彼女は多分、ここロンドンにおいて最も成功している日本人アーティストと言えるのではないでしょうか。
2000年にターナー賞にノミネートされ、2005年にはサーペンタインで個展。昨年からテートモダンに彼女がNYで発表した「Drawing Room」が常設作品として、一部屋丸ごと設置されてます。

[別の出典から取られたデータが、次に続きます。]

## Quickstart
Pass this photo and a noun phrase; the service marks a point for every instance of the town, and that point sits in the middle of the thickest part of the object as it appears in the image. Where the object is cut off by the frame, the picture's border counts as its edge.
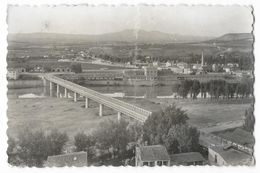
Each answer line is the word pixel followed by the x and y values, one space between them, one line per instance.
pixel 76 100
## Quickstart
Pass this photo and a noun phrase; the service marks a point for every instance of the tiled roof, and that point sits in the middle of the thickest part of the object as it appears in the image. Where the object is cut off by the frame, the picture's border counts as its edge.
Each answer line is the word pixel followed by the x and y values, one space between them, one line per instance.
pixel 154 153
pixel 186 158
pixel 77 159
pixel 233 156
pixel 239 136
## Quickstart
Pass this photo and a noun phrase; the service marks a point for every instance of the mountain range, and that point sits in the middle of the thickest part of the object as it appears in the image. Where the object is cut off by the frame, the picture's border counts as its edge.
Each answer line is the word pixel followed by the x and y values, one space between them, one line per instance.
pixel 128 36
pixel 140 36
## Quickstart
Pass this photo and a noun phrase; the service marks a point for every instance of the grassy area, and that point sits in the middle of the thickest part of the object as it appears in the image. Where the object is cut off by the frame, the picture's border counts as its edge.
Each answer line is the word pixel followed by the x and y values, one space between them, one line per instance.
pixel 48 113
pixel 66 115
pixel 211 116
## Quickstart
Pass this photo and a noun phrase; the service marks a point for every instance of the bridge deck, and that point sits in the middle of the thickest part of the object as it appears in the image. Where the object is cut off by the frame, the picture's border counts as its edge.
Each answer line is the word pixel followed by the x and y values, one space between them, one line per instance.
pixel 118 105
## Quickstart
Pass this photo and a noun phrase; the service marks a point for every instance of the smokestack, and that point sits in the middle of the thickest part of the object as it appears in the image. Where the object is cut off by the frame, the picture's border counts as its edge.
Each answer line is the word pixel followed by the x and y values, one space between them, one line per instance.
pixel 202 59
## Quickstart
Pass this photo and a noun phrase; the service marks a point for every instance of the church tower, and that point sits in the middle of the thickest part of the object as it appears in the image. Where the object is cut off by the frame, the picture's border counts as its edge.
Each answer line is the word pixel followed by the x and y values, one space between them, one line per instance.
pixel 202 59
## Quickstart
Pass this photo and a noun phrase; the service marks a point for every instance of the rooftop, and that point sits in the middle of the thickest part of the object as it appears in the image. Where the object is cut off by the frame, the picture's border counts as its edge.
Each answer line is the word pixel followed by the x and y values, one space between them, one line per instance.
pixel 154 153
pixel 233 156
pixel 239 136
pixel 77 159
pixel 186 158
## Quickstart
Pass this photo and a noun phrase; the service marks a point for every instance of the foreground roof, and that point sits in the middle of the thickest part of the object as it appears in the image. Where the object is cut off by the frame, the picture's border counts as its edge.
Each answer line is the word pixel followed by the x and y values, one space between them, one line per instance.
pixel 154 153
pixel 71 159
pixel 232 156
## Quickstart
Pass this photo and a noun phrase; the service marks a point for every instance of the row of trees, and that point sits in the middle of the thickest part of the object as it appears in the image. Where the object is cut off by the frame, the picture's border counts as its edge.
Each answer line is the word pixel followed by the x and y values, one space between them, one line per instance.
pixel 168 128
pixel 215 88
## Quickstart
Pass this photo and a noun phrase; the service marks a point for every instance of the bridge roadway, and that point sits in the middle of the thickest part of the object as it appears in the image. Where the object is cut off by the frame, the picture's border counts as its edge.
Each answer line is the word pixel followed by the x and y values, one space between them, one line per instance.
pixel 118 105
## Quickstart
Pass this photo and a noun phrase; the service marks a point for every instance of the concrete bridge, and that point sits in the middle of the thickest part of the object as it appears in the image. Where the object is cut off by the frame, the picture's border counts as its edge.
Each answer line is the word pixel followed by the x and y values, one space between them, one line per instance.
pixel 121 107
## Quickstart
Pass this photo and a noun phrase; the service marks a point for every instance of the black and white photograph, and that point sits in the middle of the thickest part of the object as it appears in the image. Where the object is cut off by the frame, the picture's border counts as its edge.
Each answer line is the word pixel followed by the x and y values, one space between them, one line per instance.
pixel 130 85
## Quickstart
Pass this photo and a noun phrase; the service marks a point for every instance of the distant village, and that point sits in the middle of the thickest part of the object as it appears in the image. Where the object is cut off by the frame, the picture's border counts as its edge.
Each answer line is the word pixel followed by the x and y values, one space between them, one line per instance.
pixel 137 69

多分日本人アーティストでありながら、日本ではあまり認知度が少ないと思う。こういうのがロンドンのおもしろいところで、ここのアートシーンは、世界のアートの中心でありながら、独自の道を歩んでます。多分世界的には日本人で一番有名な現代美術作家といえば村上隆になるんだろうけど、ここロンドンではほとんど名前を聞くことがありません。そういう独自なところが好きなんですよね。
ちょっと話は反れました。高橋知子。
彼女の作品は言わばガラクタインスタレーション。サーペンタインの時はUK中から集めたゴミ7600個をテーマ別に分けて、作家自身が会場に4週間も滞在しながら彼女のルールに基づき設置していくというもの。最終日にはすべての「作品」が無料で配られ、なんと4000人もの観客が訪れたという。
今回もまた10日ほど滞在し制作。
作品は3つの部屋に分けられる。
まず最初に入った部屋では暗闇の中懐中電灯で照らしながらそのガラクタたちで出来た高橋知子ワールドを観察するというもの。もう本当によくこれだけ集めたな!っていう量。すごいです。
一番好きな部屋が上の写真の部屋。床には写真やファイルなどがばらまかれてるんだけど、その写真たちが全部裏向き。何が写ってるのか気になる。そして写真たちのコラージュ。写ってるのは彼女の過去の作品たち。横の壁にかかったコラージュが個人的には好き。写真をイメージとして使うんじゃなくて、オブジェとして使ってるのがとても面白かった。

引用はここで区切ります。